Botswana University of Agriculture and Natural Resources
- Other names: BUAN
- Former names: Botswana College of Agriculture (BCA)
- Motto: Work and Prosper
- Type: Public
- Established: Act of Parliament of 2015
- Location: Botswana 24°35′29″S 25°56′29″E﻿ / ﻿24.5914°S 25.9415°E
- Campus: Content Farm, Sebele (12km north of Gaborone city centre), Botswana;
- Website: www.buan.ac.bw

= Botswana University of Agriculture and Natural Resources =

Agricultural university in Gaborone

Botswana University of Agriculture and Natural Resources (BUAN) formally known as Botswana College of Agriculture (BCA) is an agricultural and natural resources University located in Gaborone, Botswana.

== History ==
It was established by an act of the Parliament of Botswana, Act no. 12 of 2015 as a Parastatal under the Ministry of Agricultural Development and Food Security (MoA).
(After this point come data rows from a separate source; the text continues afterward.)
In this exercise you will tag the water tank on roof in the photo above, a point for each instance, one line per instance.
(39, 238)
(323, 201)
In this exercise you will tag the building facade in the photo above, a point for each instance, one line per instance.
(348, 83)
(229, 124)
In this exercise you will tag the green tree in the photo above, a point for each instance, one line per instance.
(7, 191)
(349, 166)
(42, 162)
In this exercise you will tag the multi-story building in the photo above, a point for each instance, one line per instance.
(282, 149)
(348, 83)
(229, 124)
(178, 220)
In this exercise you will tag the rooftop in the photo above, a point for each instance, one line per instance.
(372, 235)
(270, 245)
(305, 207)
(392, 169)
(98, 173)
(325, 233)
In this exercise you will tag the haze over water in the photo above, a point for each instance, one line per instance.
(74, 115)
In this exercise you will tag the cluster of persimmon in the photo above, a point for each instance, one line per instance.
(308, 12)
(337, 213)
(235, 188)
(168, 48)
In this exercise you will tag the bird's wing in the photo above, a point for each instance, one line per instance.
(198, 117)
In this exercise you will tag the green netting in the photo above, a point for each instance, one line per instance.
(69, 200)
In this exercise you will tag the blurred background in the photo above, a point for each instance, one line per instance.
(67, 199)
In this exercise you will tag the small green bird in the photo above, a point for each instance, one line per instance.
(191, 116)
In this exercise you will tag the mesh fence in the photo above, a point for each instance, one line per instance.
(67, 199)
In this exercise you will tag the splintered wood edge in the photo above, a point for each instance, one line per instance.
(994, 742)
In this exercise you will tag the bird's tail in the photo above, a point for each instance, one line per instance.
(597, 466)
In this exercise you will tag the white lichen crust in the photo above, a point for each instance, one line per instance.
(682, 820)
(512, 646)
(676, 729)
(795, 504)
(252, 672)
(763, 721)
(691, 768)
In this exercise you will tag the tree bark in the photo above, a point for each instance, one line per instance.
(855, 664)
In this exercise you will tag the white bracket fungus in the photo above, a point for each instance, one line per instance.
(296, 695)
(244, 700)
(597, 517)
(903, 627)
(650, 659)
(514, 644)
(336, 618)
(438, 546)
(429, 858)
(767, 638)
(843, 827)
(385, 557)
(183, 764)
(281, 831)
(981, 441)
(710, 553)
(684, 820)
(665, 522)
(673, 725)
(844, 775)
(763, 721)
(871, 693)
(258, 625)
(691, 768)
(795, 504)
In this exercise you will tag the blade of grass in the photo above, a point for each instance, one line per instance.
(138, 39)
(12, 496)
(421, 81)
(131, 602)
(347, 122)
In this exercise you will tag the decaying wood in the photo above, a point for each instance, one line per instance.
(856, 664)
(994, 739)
The process of transformation was inaugurated when the, then Ministry of Agriculture announced the Government's decision at a ceremony at the Sebele campus on the 12th of November 2013. On the 1st of February 2016, BUAN became a university through the commencement of the Act of Parliament 12 of 2015 as a Parastatal under the Ministry of Agricultural Development and Food Security (MoA).

== Meat Industry Training Institute ==
The Meat Industry Training Institute (MITI) was established in 1984 through an agreement between Food and Agriculture Organisation (FAO), Rome (working in conjunction with the government of Denmark) and the government of Botswana. At that point it was called the Regional Training Centre for Meat Inspectors and Meat Technologists in Africa. The centre was handed to the government of Botswana and managed by the Department of Veterinary Services of the Ministry of Agriculture and it was renamed Meat Inspection Training Centre (MITC). On 1 April 2012, the Institution was taken over by Botswana College of Agriculture (BCA) now BUAN. The centre offers a Certificate programme in Meat Inspection and is based in the Southern part of Botswana in a town called Lobatse.

== Centre for In-service and Continuing Education==

The Centre for In-service and Continuing Education (CICE) was opened in 1995 to extend BCA's mandate through provision of quality in-service and continuing education in agriculture and natural resources. The Centre designs, develops and delivers training Botswana Qualification Authority (BQA) accredited that are market driven.